I am not sure what ln(x) is or how to input it on a calculator.
Conventional wisdom tells me that is "Function of X equals Sine of X times Line of X", but that would be f(x)=sin(x)*x which does not accurately graph the given answers.
Any assistance? • Is it possible to calculate such things without using a calculator within a reasonable time? Or is it almost impossible? • If you don't use a calculator for calculating sin(x) or cos(x) you'll need a trig table -- that's what people used before calculators were invented. There's really no advantage to using a trig table that I can see. So you pretty much have to use a calculator for sin(x) and cos(x). The rest you might be able to do by hand in a reasonable amount of time, but there's really no reason to.
• How come when I'm in radian mode in a calculator,and when I need to input 1.0001 into 1/In(x)-1/x-1,how come I get something like 99985.124328663 instead of something like 0.9999932534?Whenever I try this,it always happens.IT'S DRIVING ME CRAZY!Can someone help me? • How can you do these by hand • How do you get a graphical calculator on your computer or iPads? • Why is it important to know whether x is approaching to 0 from positive or not? then, if x is approaching 0 from negative is the x->0^ - underneath limit? • Consider the equation `x/|x|`. Everything to the right of x=0 will give you the answer 1, but everything to the left of x=0 will give you -1. So, the limit as x approaches zero is one if you approach from positive and -1 if you approach from negative, but if you don't specify which side you're approaching from, then the limit doesn't exist. It's important to specify which side you're approaching from if the limit on either side will be different.

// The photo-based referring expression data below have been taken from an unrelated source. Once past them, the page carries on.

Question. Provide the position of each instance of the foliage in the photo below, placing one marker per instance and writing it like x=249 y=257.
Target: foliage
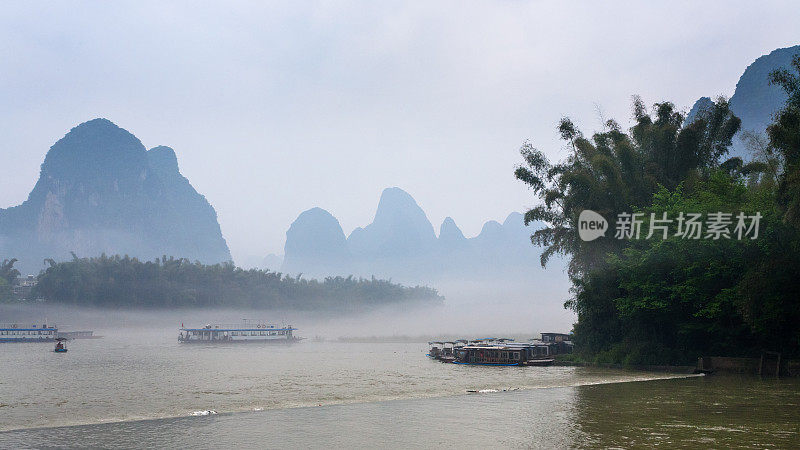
x=8 y=276
x=172 y=282
x=668 y=301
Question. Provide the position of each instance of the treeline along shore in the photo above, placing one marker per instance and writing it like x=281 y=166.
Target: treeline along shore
x=650 y=291
x=122 y=281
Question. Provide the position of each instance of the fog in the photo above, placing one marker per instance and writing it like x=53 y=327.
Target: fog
x=276 y=107
x=469 y=310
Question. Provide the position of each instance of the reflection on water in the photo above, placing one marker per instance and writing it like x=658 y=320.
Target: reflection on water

• In the exercise after this video I came across the problem: f(t) = t^6-1/t^3+1. All had been well and good until this one, as the values in the table disagreed with what my calculator told me. For instance, in the table, when t= -1.01, f(t) = −2.030301, but my calculator told me otherwise, and so did just working it out by hand. (By hand I mean with the aid of a non-graphing calculator).
Here's a link to the calculator I used, for your convience with -1.001 already plugged in: https://www.desmos.com/calculator/quctv6lflq • Unfortunately, the university I attend does not allow for the use of any calculators on exams in Calculus. Any advice on how to do homework? Should I or should I not use a calculator? The graphing calculator helps with visualization and long division and multiplication take a very long time to write out and such and converting decimals to fractions... huge numbers when you start dealing with ∆y/∆x
(1 vote) • You just need to make sure you know the material well enough to do the work efficiently without a calculator. You need to be able to easily spot singularities, asymptotes, vertices, end behavior, etc.

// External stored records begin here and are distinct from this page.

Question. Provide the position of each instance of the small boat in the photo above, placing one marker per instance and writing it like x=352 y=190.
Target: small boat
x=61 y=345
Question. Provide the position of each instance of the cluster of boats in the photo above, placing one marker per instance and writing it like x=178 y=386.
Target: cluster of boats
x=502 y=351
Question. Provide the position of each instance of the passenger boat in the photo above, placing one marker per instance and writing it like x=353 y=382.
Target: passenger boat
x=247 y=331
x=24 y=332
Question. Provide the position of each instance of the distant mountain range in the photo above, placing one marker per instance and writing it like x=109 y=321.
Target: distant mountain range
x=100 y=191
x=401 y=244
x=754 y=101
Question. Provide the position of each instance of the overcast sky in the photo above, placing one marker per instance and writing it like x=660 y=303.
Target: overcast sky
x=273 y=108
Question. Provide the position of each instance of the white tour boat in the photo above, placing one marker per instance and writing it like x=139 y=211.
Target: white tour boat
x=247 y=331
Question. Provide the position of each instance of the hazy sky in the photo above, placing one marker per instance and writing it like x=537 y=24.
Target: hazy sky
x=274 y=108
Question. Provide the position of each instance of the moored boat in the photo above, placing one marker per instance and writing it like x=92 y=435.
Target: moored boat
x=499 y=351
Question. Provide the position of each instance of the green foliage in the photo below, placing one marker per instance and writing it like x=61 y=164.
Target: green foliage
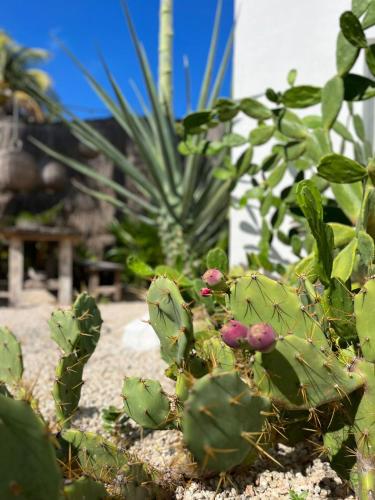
x=28 y=464
x=145 y=402
x=171 y=319
x=339 y=169
x=11 y=364
x=76 y=332
x=85 y=488
x=223 y=421
x=178 y=195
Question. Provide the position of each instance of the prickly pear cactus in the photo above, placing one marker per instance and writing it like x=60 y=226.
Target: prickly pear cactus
x=85 y=488
x=171 y=319
x=11 y=365
x=223 y=421
x=146 y=402
x=28 y=463
x=76 y=331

You should also know squares of all integers at the very least through 25. You should know the cubes at least through 10. And you should be able to do this whether you're allowed a calculator or not.

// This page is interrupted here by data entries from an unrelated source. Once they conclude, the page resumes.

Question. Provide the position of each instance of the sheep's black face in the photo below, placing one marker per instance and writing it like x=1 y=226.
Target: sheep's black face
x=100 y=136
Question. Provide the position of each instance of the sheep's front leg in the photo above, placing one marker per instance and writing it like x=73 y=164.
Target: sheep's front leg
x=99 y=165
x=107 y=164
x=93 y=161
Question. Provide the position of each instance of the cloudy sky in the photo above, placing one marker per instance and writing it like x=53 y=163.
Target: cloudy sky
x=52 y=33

For example, when you see ∜1250 you should easily see that is 5∜2 because you know that 5⁴ = 625 and 625*2 = 1250.

I took this subject quite a long time ago, before even the best calculators would have been of much help anyway. It isn't easy material, of course, but I honestly think your university has a point in not allowing the calculator on the exams. The calculators have become so advanced that one of the better models could solve a problem you had no idea how to solve -- we don't need to have scientists and engineers who don't know what the math means and do the math their jobs require, but who just got through university by using a really good calculator.